On the "TODAY" show Tuesday morning, actor and devout Christian Kirk Cameron defended his recent comments on homosexuality, saying he was not a bully, as some critics have claimed. The evangelist insisted that he loves all people.
When asked by NBC host Ann Curry if he is guilty of hate speech for calling homosexuality "destructive," Cameron said, "Absolutely not. Of course not. I love all people. I hate no one."
The long-time actor was on the show to promote his upcoming documentary "Monumental." But the first question he was asked was regarding the debate he sparked over comments he made during a March 2 interview on CNN's "Piers Morgan Tonight."

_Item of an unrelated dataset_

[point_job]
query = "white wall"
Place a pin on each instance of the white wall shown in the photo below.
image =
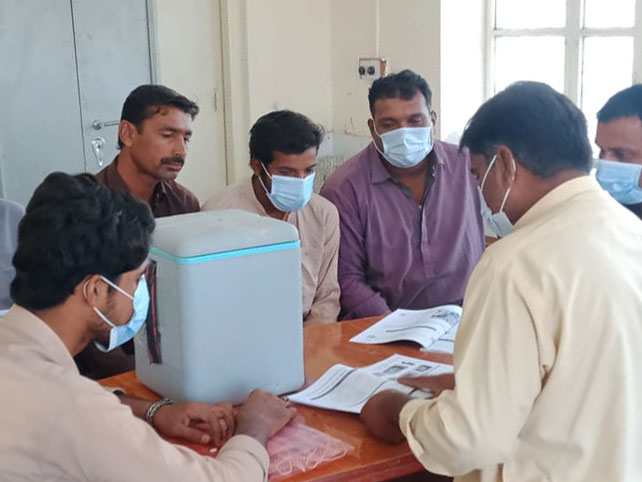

In the earlier interview, Morgan asked Cameron about his views on homosexuality. Cameron said he believes homosexuality is "unnatural ... I think that it's detrimental, and ultimately destructive to so many of the foundations of civilization."
Cameron soon received a stern rebuking from the LGBT community for his comments, including the Gay and Lesbian Alliance Against Defamation (GLAAD), who called his views "outrageous."
He argued on Tuesday that his comments did not condone bullying of any group of people, but rather reflected his Christian beliefs, which he has been consistent with for 15 years.
"Nobody should mistreat anybody," Cameron stressed.
"We all have our convictions formed by different things and mine are informed by my faith. They're formed by the Word of God, and I found that to be an anchor for me, a compass and a guide for me. When people start bullying one another and calling each other names for those different convictions, then I think you get into problems," he added.
"When you take a subject and reduce it to a four-second sound bite and a checkmark on a ballot, I think that's inappropriate and insensitive," Cameron told Curry, adding that such topics as homosexuality should be addressed in a private, personal discussion, not on national television.
Cameron also said he was surprised by the public outrage regarding his comments, as they are in line with his Christian beliefs.
"I was surprised, frankly, that people were surprised by the things that I've said," he explained to Curry.
"I have been consistent for 15 years as a Christian. I'm a Bible-believing Christian. What I would have thought was more newsworthy is if I had said something that contradicted the Word of God, if I had contradicted my faith," he noted.
Cameron also appeared on "Fox & Friends" Tuesday morning, telling host Steve Doocy that he felt Piers Morgan's approach to the interview was "disingenuous."
"What disheartens me ... is that when you're sitting across the table from someone who knows what your perspective is on issues – and I've been very consistent, I don't think anything I said surprised anybody as a Bible-believing Christian – but to then take some answers, reduce an important and personal and sensitive issue to a four-second soundbite and toss it into a community to start a political firestorm and really upset people that you're saying you're looking to protect, I think it's disingenuous," Cameron told Doocy.
Amid this firestorm regarding Cameron's comments, the real intention of his recent media appearances is to discuss and promote his new documentary, "Monumental," which will play in select theaters across the nation for one night, on March 27.
The film documents Cameron as he traces the path of the forefathers in the founding of America in order to find the country's "national treasure," or the secret to America's greatness.